Le meilleur coup de la Commission aura été d’enseigner au public et aux médias les rouages et les stratagèmes de la corruption. Pour le reste, plusieurs gestes sont demeurés impunis selon lui.

ET

«Tous ceux qui ont plaidé coupables ont eu des sentences. Tous ceux qui ont défié les enquêtes de l’UPAC s’en sont tous tirés à 99 %.»

Sonia LeBel, ancienne procureure en chef de la Commission, a marqué les esprits lors de l’interrogatoire de Michel Arseneault à la Commission Charbonneau. Si c’était à refaire, elle éviterait de claquer des doigts pour ramener à l’ordre l’ex-président de la FTQ.

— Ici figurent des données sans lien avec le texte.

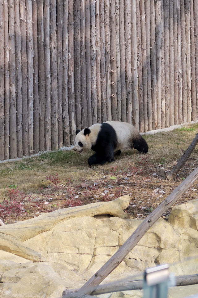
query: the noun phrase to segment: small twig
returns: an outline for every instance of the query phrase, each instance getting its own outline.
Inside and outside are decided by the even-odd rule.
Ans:
[[[4,226],[6,224],[0,217],[0,226]]]

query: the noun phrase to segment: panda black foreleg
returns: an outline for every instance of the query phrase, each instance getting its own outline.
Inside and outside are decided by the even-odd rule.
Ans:
[[[131,147],[136,149],[140,153],[147,153],[148,149],[147,143],[141,136],[139,139],[132,140]]]
[[[110,162],[114,160],[114,151],[111,148],[106,148],[105,151],[97,152],[92,155],[88,160],[89,165],[99,164],[104,165],[106,162]]]

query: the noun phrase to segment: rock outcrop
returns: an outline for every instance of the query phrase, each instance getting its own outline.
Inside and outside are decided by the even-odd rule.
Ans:
[[[129,200],[125,196],[0,227],[0,297],[58,298],[82,286],[141,222],[124,219]],[[174,207],[105,282],[166,263],[175,275],[197,273],[198,230],[198,200]]]

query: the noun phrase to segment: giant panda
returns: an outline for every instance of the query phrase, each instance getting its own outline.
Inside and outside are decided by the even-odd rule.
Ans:
[[[131,124],[119,121],[107,121],[96,123],[81,131],[76,131],[74,150],[80,153],[92,149],[95,153],[88,160],[89,165],[103,165],[114,160],[121,149],[137,149],[146,153],[148,147],[145,140]]]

«Comme personne et citoyenne, j’étais exaspérée», a raconté celle qui est aujourd’hui présidente du Conseil du Trésor au sein du gouvernement Legault.

«J’étais déçue de moi-même, mais en même temps, si je l’ai fait, c’est parce que je l’ai ressenti», a-elle expliqué au micro de Sophie Durocher sur QUB Radio.

Et dix ans après les travaux, Sonia LeBel estime que le jeu en valait la chandelle. C’est à la suite des audiences que l’Autorité des marchés publics a notamment été mise en place.

«Si les gens sont au point de vue des condamnations au criminel et d’aller faire payer les coupables entre guillemets, je peux comprendre la déception des gens, mais ce n’était pas l’objectif de la Commission», a-t-elle insisté.